“Prevail” – Review Of Pete Rock & Smif-N-Wessun’s Monumental

08.26.11 6 years ago 8 Comments

Get Pete Rock on the boards and watch successful projects manifest. In recent memory Jay-Z and Mr. West know what happens when they allow Rock to “let the needle drop.” Besides providing the Throne guys a Curtis Mayfield loop, Rock’s still assembling his own projects. Monumental sees the New York production maestro link up with fellow Big Apple veterans, Smif-N-Wessun, and a bevy of A-list MCs. The assembly reminds listeners that the producer still has plenty of boom-bap magic going into the 21st century.

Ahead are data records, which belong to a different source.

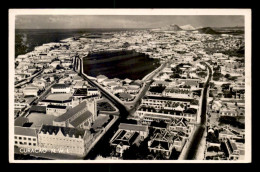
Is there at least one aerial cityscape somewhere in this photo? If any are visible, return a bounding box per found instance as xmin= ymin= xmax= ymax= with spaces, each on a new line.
xmin=10 ymin=13 xmax=247 ymax=161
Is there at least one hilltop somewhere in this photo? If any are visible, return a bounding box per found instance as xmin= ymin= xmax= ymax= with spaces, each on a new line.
xmin=180 ymin=25 xmax=195 ymax=30
xmin=160 ymin=24 xmax=183 ymax=31
xmin=197 ymin=27 xmax=219 ymax=34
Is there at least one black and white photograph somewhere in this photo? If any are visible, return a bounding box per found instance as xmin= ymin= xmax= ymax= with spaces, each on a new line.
xmin=8 ymin=9 xmax=252 ymax=163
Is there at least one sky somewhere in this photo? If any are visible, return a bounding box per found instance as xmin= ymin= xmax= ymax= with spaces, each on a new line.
xmin=15 ymin=15 xmax=244 ymax=29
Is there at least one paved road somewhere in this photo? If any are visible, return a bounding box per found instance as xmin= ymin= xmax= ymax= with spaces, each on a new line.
xmin=15 ymin=68 xmax=44 ymax=88
xmin=184 ymin=61 xmax=212 ymax=160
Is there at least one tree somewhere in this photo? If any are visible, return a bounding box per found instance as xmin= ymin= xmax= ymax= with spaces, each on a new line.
xmin=56 ymin=65 xmax=62 ymax=70
xmin=225 ymin=73 xmax=230 ymax=79
xmin=122 ymin=42 xmax=130 ymax=48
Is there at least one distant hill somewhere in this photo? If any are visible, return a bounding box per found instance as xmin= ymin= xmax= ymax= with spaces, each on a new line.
xmin=180 ymin=25 xmax=195 ymax=30
xmin=197 ymin=27 xmax=219 ymax=34
xmin=160 ymin=24 xmax=182 ymax=31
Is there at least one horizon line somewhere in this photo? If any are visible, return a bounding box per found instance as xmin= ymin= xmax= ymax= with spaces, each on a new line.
xmin=15 ymin=26 xmax=245 ymax=30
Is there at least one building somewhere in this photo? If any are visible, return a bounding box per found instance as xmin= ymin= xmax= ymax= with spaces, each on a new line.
xmin=38 ymin=125 xmax=93 ymax=156
xmin=46 ymin=104 xmax=67 ymax=116
xmin=148 ymin=128 xmax=174 ymax=158
xmin=38 ymin=93 xmax=74 ymax=107
xmin=139 ymin=96 xmax=193 ymax=109
xmin=53 ymin=99 xmax=97 ymax=129
xmin=110 ymin=123 xmax=146 ymax=156
xmin=23 ymin=86 xmax=39 ymax=97
xmin=51 ymin=84 xmax=71 ymax=93
xmin=135 ymin=106 xmax=197 ymax=124
xmin=225 ymin=139 xmax=245 ymax=160
xmin=14 ymin=126 xmax=38 ymax=147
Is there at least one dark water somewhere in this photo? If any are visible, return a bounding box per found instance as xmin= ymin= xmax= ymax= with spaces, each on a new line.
xmin=83 ymin=51 xmax=160 ymax=80
xmin=15 ymin=29 xmax=144 ymax=56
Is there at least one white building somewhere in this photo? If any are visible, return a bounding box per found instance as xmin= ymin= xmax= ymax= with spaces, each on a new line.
xmin=14 ymin=126 xmax=38 ymax=148
xmin=38 ymin=125 xmax=93 ymax=156
xmin=51 ymin=84 xmax=71 ymax=93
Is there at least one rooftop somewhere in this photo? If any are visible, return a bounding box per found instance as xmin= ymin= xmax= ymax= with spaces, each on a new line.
xmin=52 ymin=84 xmax=69 ymax=89
xmin=47 ymin=105 xmax=67 ymax=109
xmin=45 ymin=93 xmax=72 ymax=101
xmin=40 ymin=125 xmax=86 ymax=138
xmin=14 ymin=126 xmax=37 ymax=137
xmin=54 ymin=101 xmax=87 ymax=122
xmin=70 ymin=111 xmax=92 ymax=127
xmin=118 ymin=123 xmax=148 ymax=132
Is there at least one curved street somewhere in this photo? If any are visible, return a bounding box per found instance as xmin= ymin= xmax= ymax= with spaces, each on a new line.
xmin=184 ymin=63 xmax=212 ymax=160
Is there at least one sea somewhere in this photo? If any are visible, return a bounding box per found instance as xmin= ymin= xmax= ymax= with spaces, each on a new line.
xmin=15 ymin=28 xmax=144 ymax=57
xmin=15 ymin=28 xmax=160 ymax=80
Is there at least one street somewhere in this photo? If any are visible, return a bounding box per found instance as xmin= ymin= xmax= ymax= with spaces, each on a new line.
xmin=184 ymin=61 xmax=212 ymax=160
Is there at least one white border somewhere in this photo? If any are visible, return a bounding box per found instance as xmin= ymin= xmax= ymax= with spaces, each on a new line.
xmin=9 ymin=9 xmax=252 ymax=163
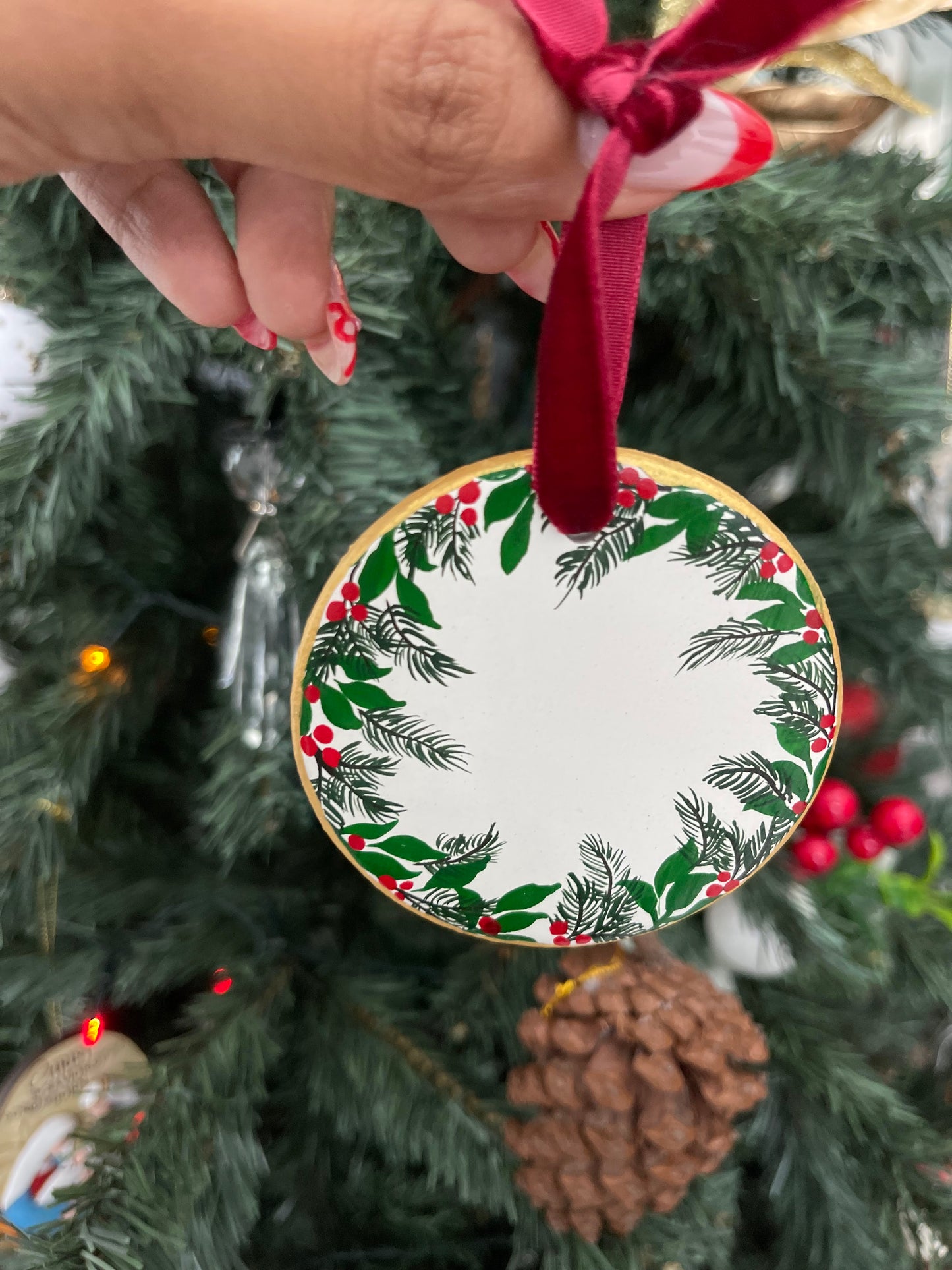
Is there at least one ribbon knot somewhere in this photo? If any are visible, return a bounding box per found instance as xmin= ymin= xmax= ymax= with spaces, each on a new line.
xmin=515 ymin=0 xmax=857 ymax=533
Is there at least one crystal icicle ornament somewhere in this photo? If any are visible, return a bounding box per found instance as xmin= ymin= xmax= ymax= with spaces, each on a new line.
xmin=218 ymin=426 xmax=303 ymax=749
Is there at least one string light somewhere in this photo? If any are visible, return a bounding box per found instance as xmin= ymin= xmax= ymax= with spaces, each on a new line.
xmin=80 ymin=1014 xmax=105 ymax=1048
xmin=80 ymin=644 xmax=112 ymax=674
xmin=212 ymin=966 xmax=234 ymax=997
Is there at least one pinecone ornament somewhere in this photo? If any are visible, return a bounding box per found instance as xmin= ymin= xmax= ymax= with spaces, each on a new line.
xmin=507 ymin=937 xmax=770 ymax=1242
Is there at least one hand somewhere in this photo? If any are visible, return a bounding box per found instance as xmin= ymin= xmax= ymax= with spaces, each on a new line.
xmin=0 ymin=0 xmax=771 ymax=384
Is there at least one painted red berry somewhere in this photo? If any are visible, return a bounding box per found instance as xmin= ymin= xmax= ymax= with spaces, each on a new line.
xmin=789 ymin=833 xmax=837 ymax=875
xmin=847 ymin=824 xmax=886 ymax=860
xmin=806 ymin=776 xmax=862 ymax=833
xmin=870 ymin=794 xmax=926 ymax=847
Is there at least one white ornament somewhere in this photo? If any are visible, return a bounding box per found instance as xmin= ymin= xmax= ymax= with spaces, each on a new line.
xmin=704 ymin=896 xmax=796 ymax=979
xmin=0 ymin=300 xmax=51 ymax=430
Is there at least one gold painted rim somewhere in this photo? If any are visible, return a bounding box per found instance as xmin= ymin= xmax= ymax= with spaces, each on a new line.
xmin=291 ymin=448 xmax=843 ymax=951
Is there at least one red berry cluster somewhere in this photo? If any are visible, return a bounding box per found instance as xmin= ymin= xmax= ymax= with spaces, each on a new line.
xmin=327 ymin=582 xmax=367 ymax=622
xmin=617 ymin=467 xmax=658 ymax=507
xmin=301 ymin=721 xmax=343 ymax=766
xmin=433 ymin=480 xmax=480 ymax=525
xmin=789 ymin=776 xmax=926 ymax=875
xmin=704 ymin=869 xmax=740 ymax=899
xmin=760 ymin=542 xmax=793 ymax=578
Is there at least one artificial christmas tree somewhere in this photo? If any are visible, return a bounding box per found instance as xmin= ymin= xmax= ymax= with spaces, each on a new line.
xmin=0 ymin=0 xmax=952 ymax=1270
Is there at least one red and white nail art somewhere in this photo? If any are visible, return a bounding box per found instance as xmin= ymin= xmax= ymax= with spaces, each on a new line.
xmin=579 ymin=89 xmax=774 ymax=190
xmin=304 ymin=260 xmax=360 ymax=388
xmin=509 ymin=221 xmax=560 ymax=303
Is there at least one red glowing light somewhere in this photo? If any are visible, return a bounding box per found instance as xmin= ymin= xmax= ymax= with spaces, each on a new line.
xmin=80 ymin=1015 xmax=105 ymax=1047
xmin=212 ymin=966 xmax=234 ymax=997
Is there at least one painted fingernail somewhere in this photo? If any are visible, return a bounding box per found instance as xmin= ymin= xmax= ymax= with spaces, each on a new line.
xmin=509 ymin=221 xmax=559 ymax=303
xmin=235 ymin=308 xmax=278 ymax=353
xmin=579 ymin=89 xmax=774 ymax=190
xmin=304 ymin=260 xmax=360 ymax=388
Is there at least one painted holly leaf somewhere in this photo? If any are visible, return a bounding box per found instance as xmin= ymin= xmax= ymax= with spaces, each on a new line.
xmin=767 ymin=640 xmax=820 ymax=666
xmin=350 ymin=851 xmax=420 ymax=881
xmin=358 ymin=533 xmax=396 ymax=604
xmin=496 ymin=913 xmax=548 ymax=932
xmin=744 ymin=794 xmax=793 ymax=821
xmin=773 ymin=758 xmax=810 ymax=803
xmin=376 ymin=833 xmax=445 ymax=865
xmin=773 ymin=722 xmax=814 ymax=772
xmin=664 ymin=874 xmax=717 ymax=917
xmin=340 ymin=821 xmax=399 ymax=842
xmin=337 ymin=654 xmax=393 ymax=679
xmin=655 ymin=838 xmax=698 ymax=899
xmin=493 ymin=881 xmax=561 ymax=913
xmin=321 ymin=685 xmax=360 ymax=728
xmin=499 ymin=498 xmax=536 ymax=574
xmin=651 ymin=489 xmax=707 ymax=521
xmin=684 ymin=508 xmax=723 ymax=555
xmin=482 ymin=471 xmax=532 ymax=529
xmin=750 ymin=604 xmax=804 ymax=631
xmin=621 ymin=878 xmax=658 ymax=925
xmin=424 ymin=856 xmax=489 ymax=890
xmin=737 ymin=581 xmax=797 ymax=604
xmin=397 ymin=573 xmax=441 ymax=631
xmin=340 ymin=683 xmax=406 ymax=710
xmin=625 ymin=521 xmax=684 ymax=560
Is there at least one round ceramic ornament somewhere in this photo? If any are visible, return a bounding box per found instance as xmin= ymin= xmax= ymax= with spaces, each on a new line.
xmin=292 ymin=451 xmax=840 ymax=945
xmin=0 ymin=1031 xmax=148 ymax=1230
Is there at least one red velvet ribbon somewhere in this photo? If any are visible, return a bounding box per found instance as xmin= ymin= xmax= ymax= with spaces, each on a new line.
xmin=515 ymin=0 xmax=857 ymax=533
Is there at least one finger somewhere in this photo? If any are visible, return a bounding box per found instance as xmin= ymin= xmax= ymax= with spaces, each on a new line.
xmin=62 ymin=160 xmax=249 ymax=326
xmin=142 ymin=0 xmax=770 ymax=221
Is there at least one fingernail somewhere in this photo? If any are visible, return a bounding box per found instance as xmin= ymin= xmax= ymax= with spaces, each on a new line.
xmin=304 ymin=260 xmax=360 ymax=388
xmin=235 ymin=308 xmax=278 ymax=353
xmin=579 ymin=89 xmax=774 ymax=192
xmin=509 ymin=221 xmax=559 ymax=303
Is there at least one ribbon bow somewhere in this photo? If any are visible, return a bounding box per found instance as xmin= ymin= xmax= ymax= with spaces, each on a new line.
xmin=515 ymin=0 xmax=857 ymax=533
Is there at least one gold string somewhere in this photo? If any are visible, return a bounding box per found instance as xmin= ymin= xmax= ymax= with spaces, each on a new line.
xmin=541 ymin=948 xmax=625 ymax=1018
xmin=37 ymin=869 xmax=62 ymax=1037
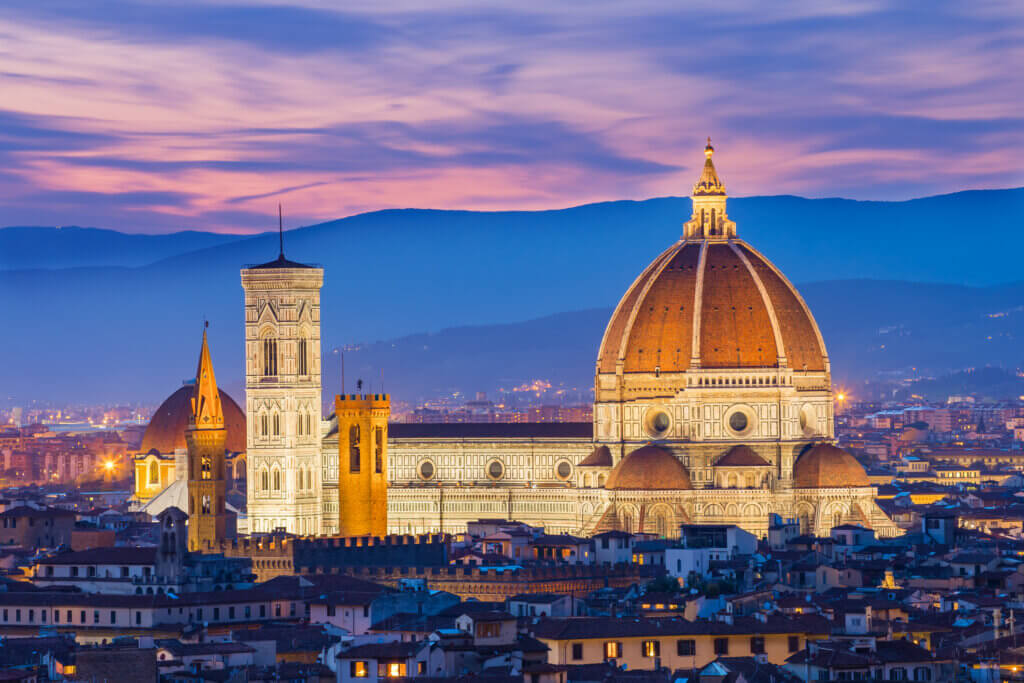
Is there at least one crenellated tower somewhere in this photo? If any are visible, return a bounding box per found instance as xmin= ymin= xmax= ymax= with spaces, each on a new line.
xmin=335 ymin=393 xmax=391 ymax=537
xmin=185 ymin=329 xmax=227 ymax=552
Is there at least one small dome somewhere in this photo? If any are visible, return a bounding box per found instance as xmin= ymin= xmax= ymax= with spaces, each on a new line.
xmin=715 ymin=444 xmax=769 ymax=467
xmin=604 ymin=443 xmax=693 ymax=490
xmin=793 ymin=443 xmax=871 ymax=488
xmin=577 ymin=445 xmax=613 ymax=467
xmin=138 ymin=384 xmax=246 ymax=453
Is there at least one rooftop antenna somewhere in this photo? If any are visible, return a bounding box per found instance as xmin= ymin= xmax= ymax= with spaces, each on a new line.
xmin=278 ymin=202 xmax=285 ymax=261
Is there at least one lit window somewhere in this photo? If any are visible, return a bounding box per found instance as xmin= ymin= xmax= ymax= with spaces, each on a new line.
xmin=299 ymin=339 xmax=309 ymax=375
xmin=263 ymin=339 xmax=278 ymax=377
xmin=377 ymin=661 xmax=406 ymax=678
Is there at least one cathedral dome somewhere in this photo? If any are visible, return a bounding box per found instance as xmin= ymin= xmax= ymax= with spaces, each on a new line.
xmin=793 ymin=443 xmax=871 ymax=488
xmin=597 ymin=239 xmax=828 ymax=374
xmin=604 ymin=443 xmax=693 ymax=490
xmin=139 ymin=384 xmax=246 ymax=453
xmin=597 ymin=143 xmax=828 ymax=375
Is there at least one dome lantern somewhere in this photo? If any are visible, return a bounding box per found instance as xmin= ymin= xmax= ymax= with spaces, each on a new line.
xmin=683 ymin=137 xmax=736 ymax=240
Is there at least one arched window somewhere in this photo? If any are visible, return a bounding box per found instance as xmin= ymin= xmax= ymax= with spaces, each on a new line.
xmin=374 ymin=427 xmax=384 ymax=474
xmin=263 ymin=338 xmax=278 ymax=377
xmin=348 ymin=425 xmax=359 ymax=472
xmin=298 ymin=339 xmax=309 ymax=375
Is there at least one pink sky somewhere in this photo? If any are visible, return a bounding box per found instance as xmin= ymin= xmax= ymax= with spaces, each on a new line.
xmin=0 ymin=0 xmax=1024 ymax=232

Monumental’s top half kicks into full gear with Rock’s empowering production that sounds as relevant in 2011 as it did with CL Smooth in 1991. The eponymous track, “Monumental,” gets a harmonic hook from Tyler Woods, as Tek and Steele trade haughty bars. The ominous bass and schizo scratches of “Prevail” allow Wu-Tang warrior Raekwon to shine, while the sparse piano sampling of “Feel Me” provides Bun B the sonic avenue to riff, “it’s just one man, one gun, one clip, one trigger, one second to die and that’s coming from one n***a.” The Memphis Bleek-assisted “Top of the World” capitalizes on an upbeat background that uses an optimistic ethos to cement Monumental’s front seven as the album’s strength.

However, the album’s latter seven tracks leave listeners particularly underwhelmed, as the guest spots dry up and Tek and Steele are left to carry the bulk of Monumental’s lyrical output. Where the two Brownsville rhymers could intersperse concise 16s without dilution on the first seven, they run into undercooked bars and déjà vu repetition. Closer “Time To Say” packs bravado with “whatchu talkin’ ‘bout, Willis/It’s easier to dodge questions than bullets/How I know? Because I been there/And you ain’t been nowhere,” but nothing that’s rewind-worthy. Even the reggae-tinged “Night Time” (featuring Boot Camp Clik partner, Buckshot) under-utilizes a smooth beat with rather listless bars.

Regardless of the mundane verbal gymnastics on the album’s second half, Rock keeps a consistent sonic profile to prevent the album from bombing. The variety of his samples and hard-knock production allow Monumental’s guests and Smif-N-Wessun to pack enough energy to keep the project afloat. It’s not a Pete Rock classic by any means; however, it’s another solid project to add to his already lengthy discography.